The next year, I switched to a group lesson. In the first hour, I can ski from the top to the bottom on the beginner’s slope without crashing into someone or falling once. I started to enjoy the green line after two hours. The next day, I enjoyed the slopes for the whole day without any more lessons.
While in theory, if I pay enough, it is likely to find a good trainer that can teach me skiing within an hour privately. In practice, it doesn’t happen. It seems that paying money can monopolize someone’s time, but it doesn’t guarantee a better outcome.

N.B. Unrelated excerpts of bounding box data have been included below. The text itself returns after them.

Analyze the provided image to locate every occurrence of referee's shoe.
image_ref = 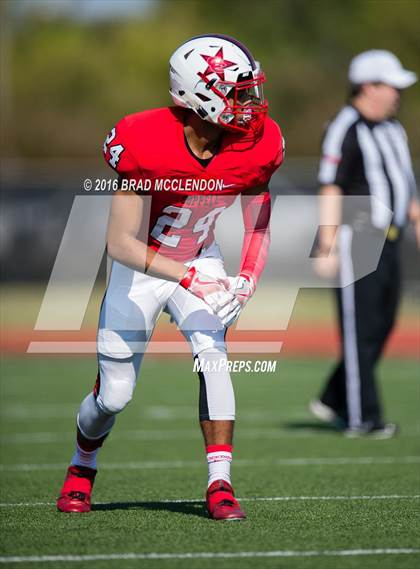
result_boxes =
[309,399,399,439]
[343,423,399,439]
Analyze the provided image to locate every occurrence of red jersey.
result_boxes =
[103,107,283,261]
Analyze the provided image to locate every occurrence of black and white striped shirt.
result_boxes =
[318,105,416,229]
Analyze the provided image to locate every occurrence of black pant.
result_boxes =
[321,231,401,428]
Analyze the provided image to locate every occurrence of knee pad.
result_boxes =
[195,348,235,421]
[96,354,141,415]
[96,381,134,415]
[77,393,115,440]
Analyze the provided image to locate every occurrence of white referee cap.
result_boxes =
[349,49,417,89]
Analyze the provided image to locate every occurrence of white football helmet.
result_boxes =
[169,34,268,132]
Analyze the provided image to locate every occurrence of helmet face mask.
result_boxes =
[170,35,268,133]
[208,72,268,132]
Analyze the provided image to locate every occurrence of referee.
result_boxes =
[310,50,420,438]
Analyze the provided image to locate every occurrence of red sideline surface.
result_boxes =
[0,323,420,358]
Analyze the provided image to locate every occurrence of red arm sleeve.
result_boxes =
[239,190,271,288]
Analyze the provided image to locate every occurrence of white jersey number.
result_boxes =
[151,205,225,247]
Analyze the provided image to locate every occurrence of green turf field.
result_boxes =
[0,356,420,569]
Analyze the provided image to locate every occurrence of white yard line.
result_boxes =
[0,548,420,563]
[0,456,420,472]
[0,494,420,508]
[0,427,419,446]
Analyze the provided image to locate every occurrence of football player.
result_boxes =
[57,34,283,520]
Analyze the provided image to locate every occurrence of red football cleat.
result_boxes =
[57,465,96,513]
[206,480,246,520]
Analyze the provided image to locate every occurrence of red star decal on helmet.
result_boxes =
[200,47,235,81]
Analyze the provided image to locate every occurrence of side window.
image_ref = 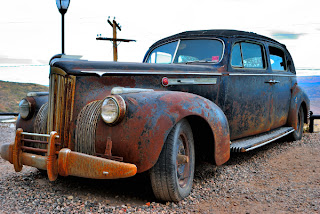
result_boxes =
[269,47,287,71]
[231,42,265,69]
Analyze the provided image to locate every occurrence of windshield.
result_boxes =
[147,39,223,64]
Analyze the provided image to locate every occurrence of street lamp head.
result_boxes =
[56,0,70,14]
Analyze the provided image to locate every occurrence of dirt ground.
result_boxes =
[0,123,320,213]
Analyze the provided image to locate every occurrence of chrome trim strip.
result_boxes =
[80,70,296,77]
[168,78,217,85]
[246,129,295,152]
[27,92,49,97]
[111,87,154,94]
[80,70,222,76]
[229,73,296,77]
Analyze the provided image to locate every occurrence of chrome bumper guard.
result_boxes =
[0,128,137,181]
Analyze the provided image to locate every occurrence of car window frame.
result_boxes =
[268,44,292,73]
[143,37,226,65]
[229,39,268,71]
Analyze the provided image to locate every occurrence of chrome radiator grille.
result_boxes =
[47,68,76,147]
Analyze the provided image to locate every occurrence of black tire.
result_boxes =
[289,106,304,141]
[150,119,195,201]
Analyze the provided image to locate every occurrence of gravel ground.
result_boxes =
[0,123,320,213]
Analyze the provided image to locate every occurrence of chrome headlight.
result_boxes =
[19,99,32,119]
[101,95,126,125]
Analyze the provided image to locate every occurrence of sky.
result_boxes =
[0,0,320,84]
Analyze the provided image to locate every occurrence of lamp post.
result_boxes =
[56,0,70,54]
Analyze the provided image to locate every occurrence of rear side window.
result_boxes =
[269,47,287,71]
[231,42,266,69]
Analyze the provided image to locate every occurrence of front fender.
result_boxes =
[96,91,230,172]
[287,84,310,129]
[16,92,49,132]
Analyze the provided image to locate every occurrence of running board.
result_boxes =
[230,127,294,152]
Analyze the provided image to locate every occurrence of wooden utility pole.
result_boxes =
[96,17,136,62]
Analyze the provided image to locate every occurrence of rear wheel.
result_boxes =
[150,119,195,201]
[290,106,304,141]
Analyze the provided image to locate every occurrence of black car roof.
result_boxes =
[150,30,285,49]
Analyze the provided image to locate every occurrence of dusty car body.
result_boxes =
[1,30,310,201]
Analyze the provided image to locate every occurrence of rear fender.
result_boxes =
[287,84,310,129]
[96,91,230,172]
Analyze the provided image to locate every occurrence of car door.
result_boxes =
[224,40,272,140]
[268,45,295,129]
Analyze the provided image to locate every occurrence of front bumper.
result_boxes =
[0,129,137,181]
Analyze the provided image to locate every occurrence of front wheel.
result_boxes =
[289,106,304,141]
[150,119,195,201]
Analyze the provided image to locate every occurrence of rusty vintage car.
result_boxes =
[1,30,309,201]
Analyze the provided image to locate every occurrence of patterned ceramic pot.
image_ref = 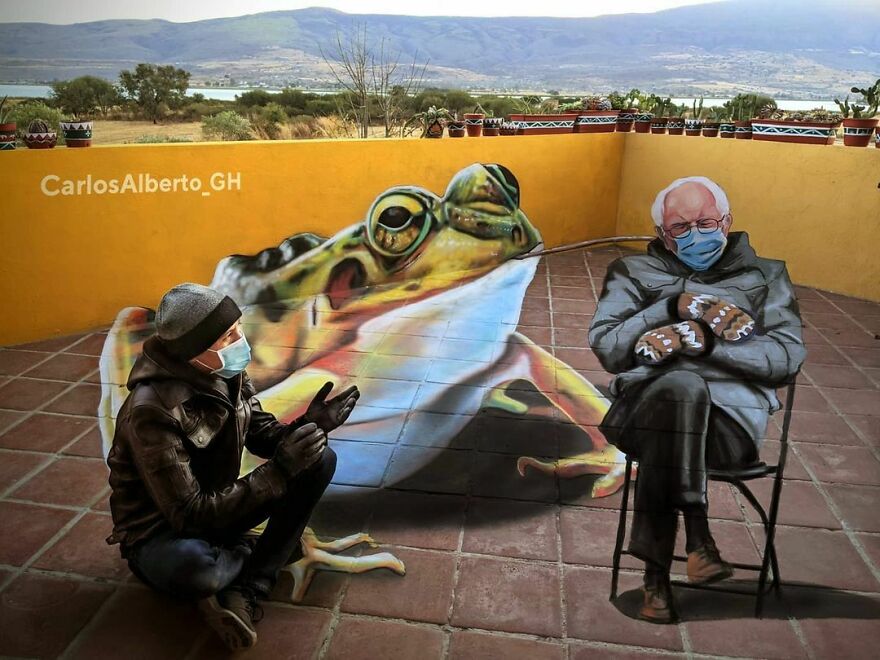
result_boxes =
[574,110,620,133]
[684,119,703,135]
[733,119,752,140]
[635,112,654,133]
[510,113,578,135]
[61,121,92,148]
[0,121,15,151]
[617,108,636,133]
[464,112,486,137]
[752,119,839,144]
[666,117,684,135]
[843,119,880,147]
[24,131,58,149]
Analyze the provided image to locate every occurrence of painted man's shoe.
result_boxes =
[199,586,263,651]
[688,541,733,584]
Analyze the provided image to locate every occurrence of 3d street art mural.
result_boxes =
[100,164,625,600]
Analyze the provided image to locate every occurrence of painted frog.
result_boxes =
[100,164,625,600]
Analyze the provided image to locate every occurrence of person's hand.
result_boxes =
[272,424,327,477]
[634,321,706,365]
[304,381,361,433]
[676,292,755,342]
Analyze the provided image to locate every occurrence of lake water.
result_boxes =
[0,84,837,110]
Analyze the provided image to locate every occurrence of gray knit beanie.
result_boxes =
[156,282,241,360]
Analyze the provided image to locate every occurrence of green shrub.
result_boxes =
[202,110,253,140]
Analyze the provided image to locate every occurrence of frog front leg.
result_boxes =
[484,334,626,497]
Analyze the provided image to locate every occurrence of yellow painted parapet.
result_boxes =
[0,134,625,345]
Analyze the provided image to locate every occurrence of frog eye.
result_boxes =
[367,190,433,258]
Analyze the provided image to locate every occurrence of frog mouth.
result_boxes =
[324,259,367,309]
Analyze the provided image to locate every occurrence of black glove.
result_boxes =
[302,381,361,433]
[272,424,327,477]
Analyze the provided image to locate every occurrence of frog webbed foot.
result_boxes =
[282,527,406,603]
[516,445,626,497]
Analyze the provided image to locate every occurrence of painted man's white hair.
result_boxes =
[651,176,730,227]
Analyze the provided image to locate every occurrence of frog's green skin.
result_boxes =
[101,164,624,598]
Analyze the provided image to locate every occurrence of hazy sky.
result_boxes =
[0,0,711,23]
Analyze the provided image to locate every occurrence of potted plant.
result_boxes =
[61,119,92,148]
[464,103,486,137]
[574,96,620,133]
[404,105,452,139]
[0,96,15,151]
[834,78,880,147]
[752,107,841,144]
[684,96,703,136]
[24,119,58,149]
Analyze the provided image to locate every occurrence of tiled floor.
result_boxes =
[0,250,880,660]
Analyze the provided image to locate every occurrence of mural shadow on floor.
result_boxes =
[609,578,880,622]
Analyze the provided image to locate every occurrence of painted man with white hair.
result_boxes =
[590,177,805,623]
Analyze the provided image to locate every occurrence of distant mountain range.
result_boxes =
[0,0,880,98]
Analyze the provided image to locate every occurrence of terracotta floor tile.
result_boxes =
[0,378,70,411]
[0,451,49,493]
[370,490,465,550]
[21,353,98,382]
[823,387,880,416]
[0,413,94,453]
[0,502,76,566]
[776,527,880,591]
[746,479,840,529]
[826,484,880,532]
[0,573,112,658]
[342,548,455,624]
[46,383,101,417]
[12,458,110,506]
[34,513,130,580]
[452,557,562,637]
[0,349,49,376]
[796,443,880,486]
[462,498,559,561]
[565,566,683,651]
[789,410,862,446]
[447,630,565,660]
[69,587,207,660]
[324,616,443,660]
[65,332,107,357]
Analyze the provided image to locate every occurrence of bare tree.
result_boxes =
[321,25,428,138]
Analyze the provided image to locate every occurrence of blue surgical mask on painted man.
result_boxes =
[212,335,251,378]
[673,227,727,271]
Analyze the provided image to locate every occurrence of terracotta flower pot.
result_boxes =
[651,117,669,135]
[0,121,15,151]
[752,119,840,144]
[666,117,684,135]
[464,112,486,137]
[843,118,880,147]
[684,119,703,136]
[446,121,466,137]
[733,119,752,140]
[574,110,620,133]
[703,121,721,137]
[617,108,637,133]
[24,131,58,149]
[510,113,578,135]
[61,121,92,148]
[634,112,654,133]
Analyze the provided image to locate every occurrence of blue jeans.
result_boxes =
[128,447,336,600]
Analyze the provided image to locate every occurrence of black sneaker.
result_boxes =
[199,586,263,651]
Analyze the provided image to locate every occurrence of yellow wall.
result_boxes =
[617,134,880,300]
[0,134,625,345]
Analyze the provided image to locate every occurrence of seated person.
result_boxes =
[107,284,359,648]
[589,177,805,623]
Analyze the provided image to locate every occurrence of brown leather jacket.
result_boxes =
[107,336,295,557]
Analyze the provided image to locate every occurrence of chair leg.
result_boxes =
[608,456,632,600]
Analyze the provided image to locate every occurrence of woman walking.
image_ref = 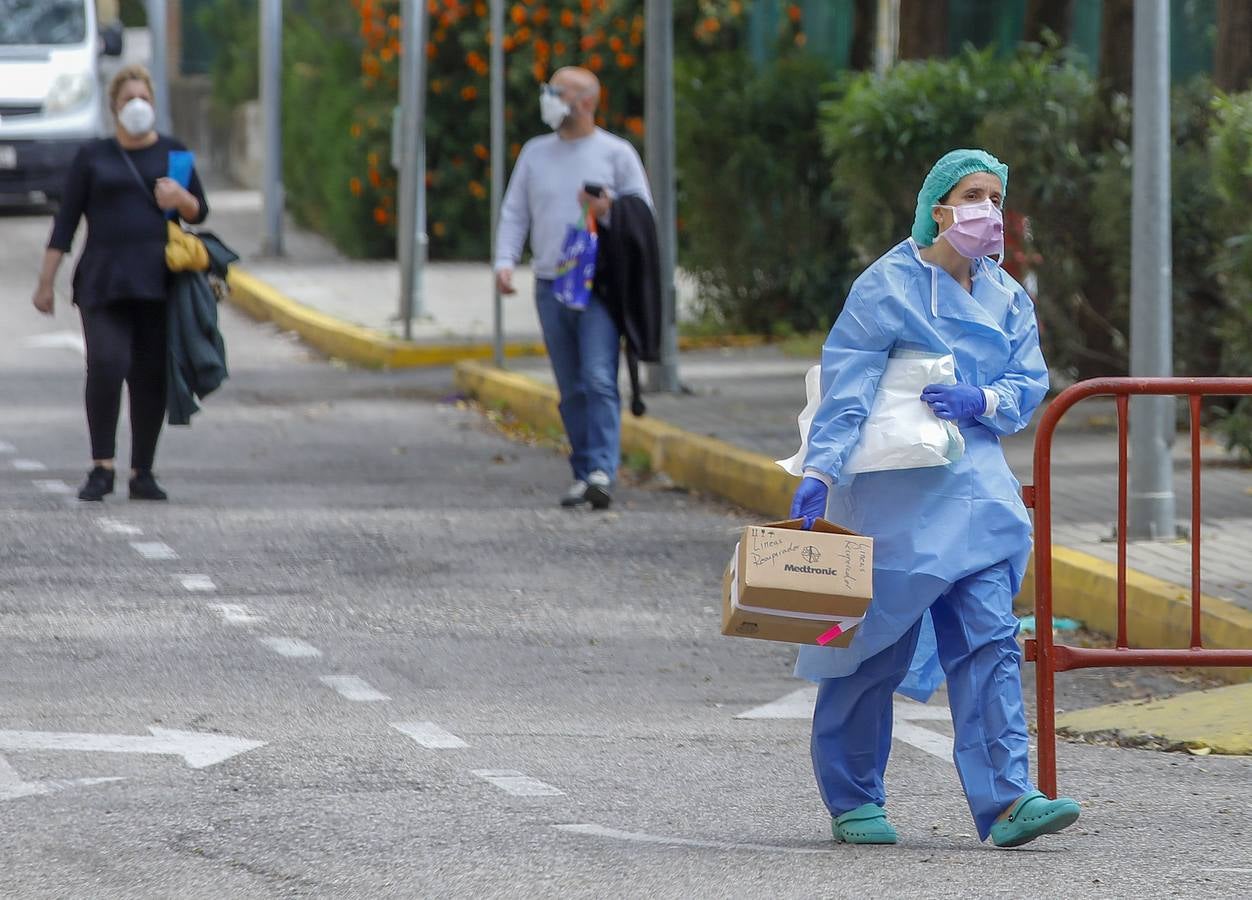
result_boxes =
[34,65,209,501]
[791,150,1079,847]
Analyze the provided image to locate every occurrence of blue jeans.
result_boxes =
[535,278,621,481]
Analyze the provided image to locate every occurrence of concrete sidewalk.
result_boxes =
[210,190,1252,685]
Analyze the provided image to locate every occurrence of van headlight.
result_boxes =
[44,73,91,113]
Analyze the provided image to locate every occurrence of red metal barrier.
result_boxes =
[1023,378,1252,797]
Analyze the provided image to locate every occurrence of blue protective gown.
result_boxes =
[796,239,1048,840]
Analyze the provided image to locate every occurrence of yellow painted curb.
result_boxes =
[1057,685,1252,756]
[454,362,1252,681]
[228,267,543,369]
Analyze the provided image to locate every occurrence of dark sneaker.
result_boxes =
[130,469,169,499]
[561,479,587,509]
[79,466,114,501]
[587,469,613,509]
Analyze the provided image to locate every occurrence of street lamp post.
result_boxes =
[1129,0,1176,541]
[397,0,427,340]
[644,0,681,393]
[260,0,287,257]
[487,0,505,368]
[146,0,170,134]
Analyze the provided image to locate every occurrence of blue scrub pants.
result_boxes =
[535,278,621,481]
[813,563,1034,840]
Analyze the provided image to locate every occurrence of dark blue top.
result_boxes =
[48,135,209,309]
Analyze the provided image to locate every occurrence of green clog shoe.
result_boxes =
[830,804,898,844]
[992,791,1082,847]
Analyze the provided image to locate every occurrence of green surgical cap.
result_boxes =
[913,150,1009,247]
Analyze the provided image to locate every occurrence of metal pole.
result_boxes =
[260,0,287,257]
[644,0,681,393]
[874,0,900,76]
[487,0,505,368]
[148,0,170,134]
[1129,0,1171,541]
[397,0,427,340]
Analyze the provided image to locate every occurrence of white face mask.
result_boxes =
[540,86,573,131]
[118,96,157,138]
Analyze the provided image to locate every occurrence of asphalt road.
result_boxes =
[0,206,1252,897]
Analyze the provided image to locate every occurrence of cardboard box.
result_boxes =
[721,518,874,647]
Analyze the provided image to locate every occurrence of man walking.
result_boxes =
[496,68,651,509]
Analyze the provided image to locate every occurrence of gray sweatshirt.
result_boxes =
[496,128,652,278]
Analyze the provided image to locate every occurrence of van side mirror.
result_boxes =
[100,23,123,56]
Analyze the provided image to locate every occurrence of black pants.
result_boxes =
[81,300,167,471]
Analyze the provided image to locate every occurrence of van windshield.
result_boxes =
[0,0,86,46]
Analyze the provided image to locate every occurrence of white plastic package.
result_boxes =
[777,350,965,476]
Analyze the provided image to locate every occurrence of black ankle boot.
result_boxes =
[79,466,114,501]
[130,468,169,499]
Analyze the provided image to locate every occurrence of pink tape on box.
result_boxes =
[818,625,844,647]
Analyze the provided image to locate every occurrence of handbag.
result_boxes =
[114,141,209,272]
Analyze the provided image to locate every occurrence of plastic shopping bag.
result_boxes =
[777,350,965,476]
[552,207,600,309]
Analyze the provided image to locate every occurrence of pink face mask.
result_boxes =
[935,200,1004,259]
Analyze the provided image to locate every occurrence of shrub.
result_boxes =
[676,51,851,333]
[1209,91,1252,459]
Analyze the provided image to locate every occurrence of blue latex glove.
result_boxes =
[921,384,987,422]
[791,476,830,528]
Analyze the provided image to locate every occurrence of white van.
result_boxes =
[0,0,121,199]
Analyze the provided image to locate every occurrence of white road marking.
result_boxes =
[735,685,953,760]
[552,825,835,855]
[95,518,144,534]
[391,722,470,750]
[21,332,86,357]
[473,769,565,797]
[130,541,178,560]
[209,603,265,625]
[319,675,391,703]
[257,637,322,660]
[0,756,125,800]
[174,575,218,592]
[0,725,265,769]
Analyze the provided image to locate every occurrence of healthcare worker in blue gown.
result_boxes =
[791,150,1079,846]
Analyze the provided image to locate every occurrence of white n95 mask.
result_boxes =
[118,96,157,138]
[540,85,572,131]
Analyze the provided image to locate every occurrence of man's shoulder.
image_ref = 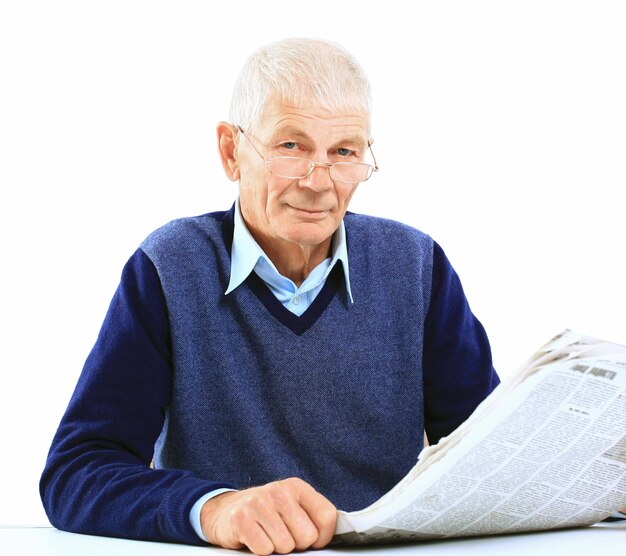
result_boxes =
[344,212,433,245]
[140,211,227,253]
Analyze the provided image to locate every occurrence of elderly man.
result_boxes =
[41,39,498,554]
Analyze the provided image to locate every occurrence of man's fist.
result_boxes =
[200,479,337,555]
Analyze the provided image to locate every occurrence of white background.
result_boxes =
[0,0,626,524]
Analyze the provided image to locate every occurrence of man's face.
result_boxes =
[237,101,368,250]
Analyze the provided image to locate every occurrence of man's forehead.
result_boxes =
[260,101,369,142]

It is not only ski lessons. You can observe this across many service industries. Private 1-on-1 tutoring v.s. public (or private) schooling. Family doctors v.s. public (or private) hospitals. Private nurse v.s. assisted living. Nanny v.s. daycare. There are many more factors in each of these industries for why money cannot buy performance (Gresham’s law etc). But you can see the theme.
The driving force of the theme is the market. In these industries, a good practitioner always makes more money when serving more people than one. When the money pooled together, it is also cheaper for the client. In return, more people can afford it. When the market is large enough, regulations can kick in. That in many cases, can guarantee a basic quality of the service.
But if I am rich, can I pay more money than the aggregate to monopolize better services? Potentially, yes. But the market is not an abstract entity with unlimited depth that can automatically facilitate transactions given a supply and demand curve. People are needed to be in the loop to either standardize the market for low-touch transactions, or to work through high-touch transactions directly.
Unfortunately, for these high-touch transactions, the market is miniscule enough that facilitating such transactions exclusively cannot be a full-time job.
That still opens the door of paying a lot more money, the amount that not only exceeds the aggregate for the best practitioners can get in the market, but also enough for a good broker to make a living.
At the end of the day, people are complicated. Serving one master is always a risky business. There are limited capacities, meaning limited upwards trajectory. People who make a reasonable amount of money for one rich person cannot be guaranteed to make more next year with the same person. Less capacities also means fewer experimentations, fewer exchanges of new ideas, and fewer ways to improve upon. You cannot fight the economy of scale any other way.
All in all, this brings us to two questions:
- Are there any service industries that haven’t enjoyed the economy of scale forementioned? We’ve witnessed the rapid industrialization of home-cooking during COVID time. Are there more?
- We’ve seen the amazing feat of the internet and software in lowering broker fees in standardized markets (stocks, commodities and housing). Can this be applied to non-standardized / one-off transactions? Can connected softwares help the price discovery and performance evaluation in any meaningful way? Airbnb tried in one specific and highly heterogeneous market. It probably is the most successful story we can tell so far. But many still questioned their performance evaluation metrics.
I don’t know the answer to either. But it will be interesting to ponder.